One of the biggest changes on the customer acquisition side is that the economics of fraud and transaction risk change. No longer is the focus on whether you will lose the onetime cost of the initial sign-up transaction. Instead, the focus must be on the false positive rate of screening as the money you lose is the average customer lifetime value. On the customer retention side, your base of predictable recurring revenues allows you to be more experimental and aggressive in customer acquisition as you can afford higher chargeback rates from your acquisition pipeline. Coupled with excellent chargeback management on the back end to keep your costs in line, your acquisition pipeline can now tolerate an expanded chargeback rate.

Nurturing Relationships

Creating lasting customer relationships that span dozens if not hundreds of individual transactions is the ultimate goal of every online merchant. Doing so is far more complex and requires much more than relying on customer relationship management tools — it involves understanding issues surrounding merchandising, fraud control and even customer communications.

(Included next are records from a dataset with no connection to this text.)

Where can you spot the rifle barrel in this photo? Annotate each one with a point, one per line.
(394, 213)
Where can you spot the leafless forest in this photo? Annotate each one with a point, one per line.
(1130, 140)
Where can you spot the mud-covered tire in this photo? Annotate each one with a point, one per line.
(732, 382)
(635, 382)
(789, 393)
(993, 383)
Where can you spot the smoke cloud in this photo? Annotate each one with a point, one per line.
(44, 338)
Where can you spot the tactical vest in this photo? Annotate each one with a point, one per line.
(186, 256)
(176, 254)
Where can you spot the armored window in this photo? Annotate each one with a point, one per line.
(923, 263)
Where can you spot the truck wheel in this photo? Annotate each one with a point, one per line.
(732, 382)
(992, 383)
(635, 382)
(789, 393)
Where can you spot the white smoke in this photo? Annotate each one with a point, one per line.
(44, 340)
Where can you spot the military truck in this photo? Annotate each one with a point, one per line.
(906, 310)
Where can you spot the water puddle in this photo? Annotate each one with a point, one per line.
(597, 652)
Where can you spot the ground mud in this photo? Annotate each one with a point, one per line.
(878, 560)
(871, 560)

In the past, businesses would often — and could afford to — place a year of development work into a product launch that had seasonal deadlines with really only one window in which to capture the majority of purchases. In today’s new commerce model, product development becomes incremental with the goal of simply creating positive responses from your existing and tightly held recurring customer base. In addition, you now have the ability, through an incremental feature model, to not only maintain but also strengthen those relationships by offering tastes of new features — some included and some teasers for higher value price plans — with known excellent customers, and without additional customer acquisition costs. Also within this new model is the real ability to maintain market share and lessen competitive threats.

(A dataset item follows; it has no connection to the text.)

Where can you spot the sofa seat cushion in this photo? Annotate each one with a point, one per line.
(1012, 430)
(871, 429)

Transitioning to new commerce models or expanding your existing efforts can lead to significant increases in revenue, profit, customer satisfaction and predictability of your cash flows and scaling costs. These models better align your business and your customers’ needs to make your business even more responsive to the market for your goods or services, and — in today’s tough economic climate — help make it recession-proof.

Gene Hoffman Jr. is chairman and CEO of Vindicia, a provider of payment management services for online merchants.